Two men to the left were fondling each other. One had his jeans unzippered; the other had them shoved down to his knees. Nearby, a woman was doing a keg stand.
“So I guess we found Lord Dionysus,” Ellie said mildly. Her cheeks were bright red, and she turned her gaze away from the group in the grassy lawn. “When Jord taught one of the classes, she had this same, err, sort of magic.”
“Oh?”
“I thought maybe I was just horny but…” Ellie shrugged. “I guess it’s just their magic.”
“Do I need to ask?” Prospero pushed the wave of possessiveness back.
“I admired her, touched her arm, and… that was all.” Ellie looked around. “So, Dionysus…”
“He’s somewhere here.” Prospero cleared her throat and suggested, “Perhaps we should send you home? I can find—”
“Are you afraid my Victorian sensibilities will be offended? Oh. Wait…” Ellie looked at her and grinned. “That’s you. This is just like we’re walking through a giant porn movie. I’m fine.”
“Oh.” Prospero had heard that term, and it wasn’t as if she was still, in fact, as innocent as she once had been. One of her two dearest friends the last few decades was the proprietress of a brothel. Admittedly, Cass’ house of ill repute was not quite this acrobatic.
One woman was holding up a very large fake phallus to another woman. Prospero couldn’t look away as the second woman lifted her skirt and opened her legs in invitation. That was not the sort of thing that existed in Crenshaw. “Wow.”
“Not much exposure to porn, huh?” Ellie said as they walked.

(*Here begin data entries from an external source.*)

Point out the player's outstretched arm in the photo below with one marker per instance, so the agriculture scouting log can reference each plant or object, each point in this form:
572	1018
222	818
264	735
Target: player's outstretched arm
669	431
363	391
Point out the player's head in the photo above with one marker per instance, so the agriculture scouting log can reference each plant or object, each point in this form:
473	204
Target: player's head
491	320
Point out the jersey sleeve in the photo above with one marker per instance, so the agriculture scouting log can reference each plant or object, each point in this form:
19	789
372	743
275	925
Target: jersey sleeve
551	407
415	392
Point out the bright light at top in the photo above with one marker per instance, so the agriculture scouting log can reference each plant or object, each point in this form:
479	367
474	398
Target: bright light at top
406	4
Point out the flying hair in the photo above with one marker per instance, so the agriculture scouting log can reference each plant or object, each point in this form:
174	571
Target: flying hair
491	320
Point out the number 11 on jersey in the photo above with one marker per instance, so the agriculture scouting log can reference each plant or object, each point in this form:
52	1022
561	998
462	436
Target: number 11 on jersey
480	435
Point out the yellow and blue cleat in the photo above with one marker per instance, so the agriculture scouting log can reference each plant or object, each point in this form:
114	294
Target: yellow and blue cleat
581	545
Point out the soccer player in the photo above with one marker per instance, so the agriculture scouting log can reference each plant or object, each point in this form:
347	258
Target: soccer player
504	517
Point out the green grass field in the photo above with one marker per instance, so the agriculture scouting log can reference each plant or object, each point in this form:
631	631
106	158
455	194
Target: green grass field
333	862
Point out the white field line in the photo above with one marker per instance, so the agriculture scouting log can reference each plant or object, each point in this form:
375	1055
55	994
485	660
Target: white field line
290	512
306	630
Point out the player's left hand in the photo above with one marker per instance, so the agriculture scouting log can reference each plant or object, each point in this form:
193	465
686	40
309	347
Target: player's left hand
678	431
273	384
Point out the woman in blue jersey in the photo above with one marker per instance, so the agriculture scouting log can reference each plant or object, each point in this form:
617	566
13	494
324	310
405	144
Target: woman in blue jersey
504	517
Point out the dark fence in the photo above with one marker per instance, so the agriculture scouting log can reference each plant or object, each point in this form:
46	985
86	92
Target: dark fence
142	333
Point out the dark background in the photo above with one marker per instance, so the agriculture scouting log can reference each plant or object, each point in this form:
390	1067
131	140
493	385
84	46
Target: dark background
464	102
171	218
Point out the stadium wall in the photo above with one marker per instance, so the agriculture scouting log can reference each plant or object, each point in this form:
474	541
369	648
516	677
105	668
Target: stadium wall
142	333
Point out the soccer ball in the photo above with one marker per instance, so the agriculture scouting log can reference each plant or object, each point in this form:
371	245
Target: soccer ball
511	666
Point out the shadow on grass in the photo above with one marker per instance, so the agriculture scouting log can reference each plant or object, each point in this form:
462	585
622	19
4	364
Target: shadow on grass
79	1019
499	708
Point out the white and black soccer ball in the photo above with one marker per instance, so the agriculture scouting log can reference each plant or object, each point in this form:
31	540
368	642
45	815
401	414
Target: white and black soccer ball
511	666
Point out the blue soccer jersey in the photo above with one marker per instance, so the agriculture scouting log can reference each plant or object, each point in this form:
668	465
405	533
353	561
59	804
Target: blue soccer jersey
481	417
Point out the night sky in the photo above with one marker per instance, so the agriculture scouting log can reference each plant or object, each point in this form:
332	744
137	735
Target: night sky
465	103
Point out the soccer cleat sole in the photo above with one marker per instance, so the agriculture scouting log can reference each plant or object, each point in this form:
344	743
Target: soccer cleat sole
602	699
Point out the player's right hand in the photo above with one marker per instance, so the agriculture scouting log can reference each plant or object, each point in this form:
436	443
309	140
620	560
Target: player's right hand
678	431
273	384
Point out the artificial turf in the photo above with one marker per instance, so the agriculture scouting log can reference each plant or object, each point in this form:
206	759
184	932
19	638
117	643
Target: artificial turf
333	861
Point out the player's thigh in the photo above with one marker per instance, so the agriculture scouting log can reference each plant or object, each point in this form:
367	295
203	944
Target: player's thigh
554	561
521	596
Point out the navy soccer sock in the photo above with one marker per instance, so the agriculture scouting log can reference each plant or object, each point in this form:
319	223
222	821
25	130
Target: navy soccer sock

“Only live shows at the brothel.”
“That appeals to you,” Ellie teased, looking over at the two women.
“Not them. ” Prospero didn’t look away, though. She’d never seen that, never tried that. All the supplies they had in Crenshaw came from one warehouse that supplied food and clothing, or they had things that they made or grew.
“Perhaps we should take a shopping trip,” Ellie said mildly.
Nothing Prospero could think to say seemed appropriate, so she walked in silence, trying to tune out the moans and cries all around them. Everything felt too real, too exposed, and Prospero had to remind herself that these people would not recall the worst of their misadventures.
We just have to find Allan and get him out of here, so his magic isn’t spilling out and making people amorous.